Tag: challenges into opportunities

  • I Got Lazy.

     

    CWG says that everything…everything…is an opportunity to decide, declare and to demonstrate who we really are.  Even, and especially, the things that seem most devastating and tragic.  Such as the loss of Malaysia Airlines flight MH370.

    Over on another of the CWG sites, The CWG Helping Outreach, we had a discussion about what messages, to us as individuals, and the world, might be gleaned in the wake of this still only “apparent” crash.

    We discussed several things.  Transparency, or the lack thereof, of governments and their agencies immediately after the disappearance. (CWG says we should live in a world of transparency.)  The need for updated tracking capabilities in aircraft.  (It would seem you and I can be more readily tracked via our cellphones than can an airplane!)  How the media handles such things.  (Can we say speculation and sensationalism?) The Spiritual knowing that no one does anything that isn’t, at a soul level, of their own choosing, including dying.  That we all, those of us observing, and those of us who participated in the event, may now decide who we are in connection to it.

    It would appear that one reason they haven’t been able to find the flight, and the reason it is still an “apparent” crash, is because the searchers were sidetracked by all of the trash we, as a human race, have thrown into the ocean.

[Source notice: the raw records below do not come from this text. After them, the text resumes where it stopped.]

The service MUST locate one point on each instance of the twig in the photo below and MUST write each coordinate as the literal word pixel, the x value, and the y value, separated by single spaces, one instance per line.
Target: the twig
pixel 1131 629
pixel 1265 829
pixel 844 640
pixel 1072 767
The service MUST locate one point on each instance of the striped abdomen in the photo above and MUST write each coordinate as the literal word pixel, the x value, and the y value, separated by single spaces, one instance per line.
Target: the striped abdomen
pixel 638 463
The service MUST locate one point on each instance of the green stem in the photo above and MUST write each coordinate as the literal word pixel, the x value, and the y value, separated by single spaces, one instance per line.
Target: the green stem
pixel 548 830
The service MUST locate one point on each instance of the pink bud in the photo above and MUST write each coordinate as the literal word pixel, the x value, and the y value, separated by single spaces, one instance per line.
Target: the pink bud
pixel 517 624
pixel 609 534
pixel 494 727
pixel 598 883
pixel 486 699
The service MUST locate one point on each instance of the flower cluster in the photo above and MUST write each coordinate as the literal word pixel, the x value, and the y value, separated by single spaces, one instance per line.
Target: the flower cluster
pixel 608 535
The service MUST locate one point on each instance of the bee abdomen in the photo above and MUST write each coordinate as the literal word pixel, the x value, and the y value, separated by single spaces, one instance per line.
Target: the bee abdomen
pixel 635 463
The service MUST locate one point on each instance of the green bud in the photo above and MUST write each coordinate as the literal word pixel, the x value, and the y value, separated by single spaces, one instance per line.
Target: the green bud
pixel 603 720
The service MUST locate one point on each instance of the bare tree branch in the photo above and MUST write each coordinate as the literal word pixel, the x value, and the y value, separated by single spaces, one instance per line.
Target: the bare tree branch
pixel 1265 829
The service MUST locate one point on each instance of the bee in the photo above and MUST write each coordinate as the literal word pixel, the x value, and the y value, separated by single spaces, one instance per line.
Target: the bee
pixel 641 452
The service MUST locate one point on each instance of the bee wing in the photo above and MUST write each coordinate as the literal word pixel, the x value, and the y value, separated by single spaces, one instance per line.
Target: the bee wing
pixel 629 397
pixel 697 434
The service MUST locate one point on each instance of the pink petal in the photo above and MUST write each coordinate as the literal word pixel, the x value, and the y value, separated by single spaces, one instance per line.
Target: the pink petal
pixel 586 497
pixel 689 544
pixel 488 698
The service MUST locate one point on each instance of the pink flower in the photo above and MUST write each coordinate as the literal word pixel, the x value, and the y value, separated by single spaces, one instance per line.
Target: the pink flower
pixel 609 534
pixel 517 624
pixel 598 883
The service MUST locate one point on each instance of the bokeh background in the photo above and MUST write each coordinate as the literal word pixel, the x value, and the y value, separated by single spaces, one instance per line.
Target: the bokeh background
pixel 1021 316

    An article in CBCnews Technology & Science  describes the extent of our ocean trash.

    “‘Basically, the world’s oceans are plasticized,” says Marcus Eriksen, executive director of the 5 Gyres Institute, a conservation group that researches the amount of plastic pollution in the planet’s seas.’”

    “Oceanographer Charles Moore, who works with the Algalita Marine Research Institute in Long Beach, Calif., estimates there could be 200 million tonnes of plastic debris floating in the seas. This calculation is based on the belief that 2.5 per cent of the world’s plastic lands in the ocean.”

    “These estimates don’t include the detritus that’s sitting at the bottom of the oceans, which, as he says, is “virtually unknown.”

    Also from cbcnews/ World,  this graphic is disturbing to me:

    Ocean gyres map

     

    There is overwhelming evidence of the destruction to marine life caused by our trash.  Yet we continue to thoughtlessly consume and dispose.

    I must now make a confession.  I got lazy.  I lived in Taiwan and Denmark, and each of those countries charged for plastic bags, so I got into the habit of either reusing those bags, or bringing my own, reusable, bag.  I carried them with me in my purse at all times.  Then, after moving back to my home country, the U.S.A., I gradually got out of that habit.

    So I have decided, and am declaring, that I will now recommit myself to always having at least one reusable bag in my purse, and always have a bag of reusable bags in my vehicle…my demonstration of who I am.  This is one of the remembrances I have been caused to notice because of flight MH370.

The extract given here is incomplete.